Poursuivant sa longue quête de la déconstruction du héros sans intérêt qu'est Porky Pig, Clampett lui donne le second, voire troisième, rôle dans un western de série B... Basé sur le personnage du Lone Ranger, le justicier masqué archi-connu des spectateurs Américains qui en suivent les aventures depuis 1933... à la radio. Une preuve s'il en est besoin que décidément le metteur en scène est fasciné par la culture populaire sous toutes ses formes, mais on n'avait pas besoin de le prouver: chaque film réalisé sous sa supervision regorge d'allusions attendries... A ce sujet, parmi les bandits recherchés, on remarque un inquiétant Cob Blampett.

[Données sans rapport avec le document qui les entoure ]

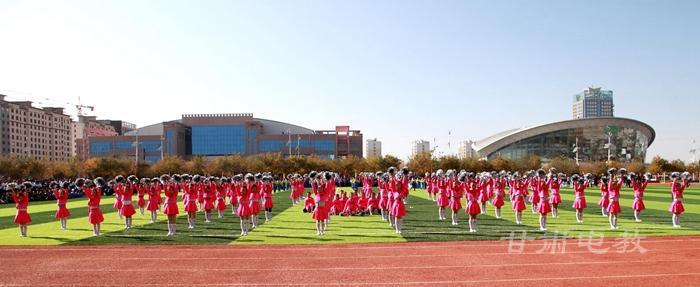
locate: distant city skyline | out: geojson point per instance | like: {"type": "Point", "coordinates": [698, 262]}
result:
{"type": "Point", "coordinates": [396, 70]}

C'est donc avec une voix off omniprésente, qui d'ailleurs deviendra la cible d'un bandit, qu'on nous raconte les exploits idiots de The lone stranger, le justicier caché sous son masque, et toujours accompagné de son cheval Silver (dont le film nous révèle qu'il s'agit en réalité d'une jument...). Et Porky dans tout ça? Eh bien, il conduit une diligence qui est attaquée par un bandit, puis pris en otage par celui-ci. Là s'arrête sa contribution à l'aventure...

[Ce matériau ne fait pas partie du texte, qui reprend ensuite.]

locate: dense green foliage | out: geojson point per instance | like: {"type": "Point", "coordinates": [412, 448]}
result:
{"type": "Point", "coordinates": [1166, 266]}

C'est formidable, sans être forcément aussi révolutionnaire que Wackyland (mais là encore, aucun dessin animé au monde n'est aussi révolutionnaire que ce croisement entre les Looney tunes et Dali!): la façon dont l'intrigue se conduit, tout en étant dynamitée en permanence par les idioties de Clampett et son équipe, qui s'amusent à parodier le style "feuiletonnesque" des aventures du justicier: on demande au public si le "Lone Stranger" va s'écraser dans un ravin, par le biais d'un intertitre bardé de points d'interrogation, par exemple.
Vous vous en doutez, la réponse est évidemment non.

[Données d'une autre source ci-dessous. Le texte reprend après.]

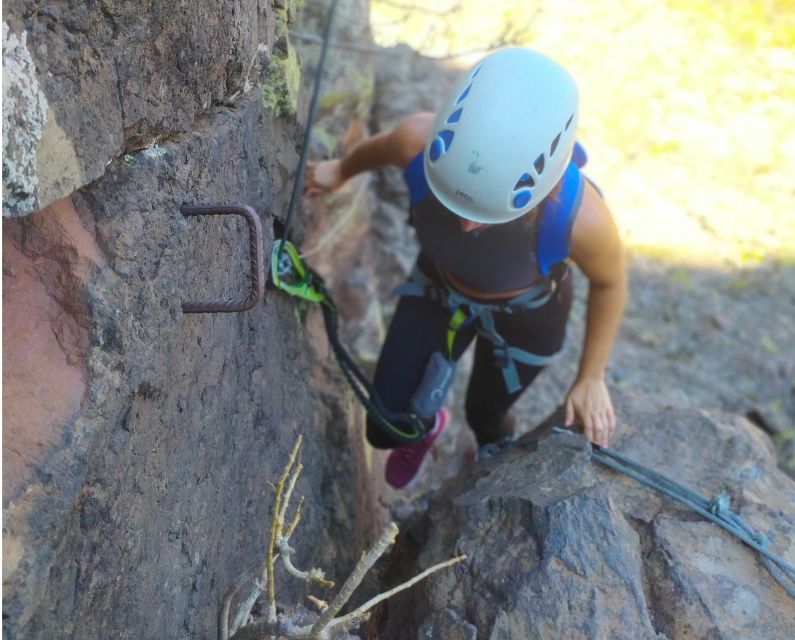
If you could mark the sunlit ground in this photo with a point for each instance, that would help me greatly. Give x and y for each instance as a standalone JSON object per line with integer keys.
{"x": 687, "y": 109}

Sur un navire de la marine Américaine, Porky Pig est l'un des marins anonymes. Dans un premier temps, le film s'amuse de la vie quotidienne à bord, du rapport conflictuel entre les marins et leurs officiers, puis on passe à l'intrigue proprement dite: un sous-marin pirate écume les mers, son périscope est mis à prix... C'est bien sûr le canonnier Porky Pig qui va empocher la récompense...
Mouais... D'une part, je suis sceptique devant un dessin animé qui à ce stade (Alors que Tashlin, Avery et Clampett ont bien montré la voie à suivre pour le personnage porcin, et qu'elle ne passe absolument pas par ce genre d'héroïsme) nous montre un personnage aussi falot que Porky se livrer avec conviction à des actions d'éclats; d'autre part, le film est bien fait, tout le travail (en particulier le travail de décors) est fait avec soin. Hardaway et Dalton ont bien repris les model-sheets de Clampett, et leurs personnages sont convaincants. Disons que leur film est un looney Tune de 1938 dont le script renvoie plutôt à un Mickey Mouse de 1935...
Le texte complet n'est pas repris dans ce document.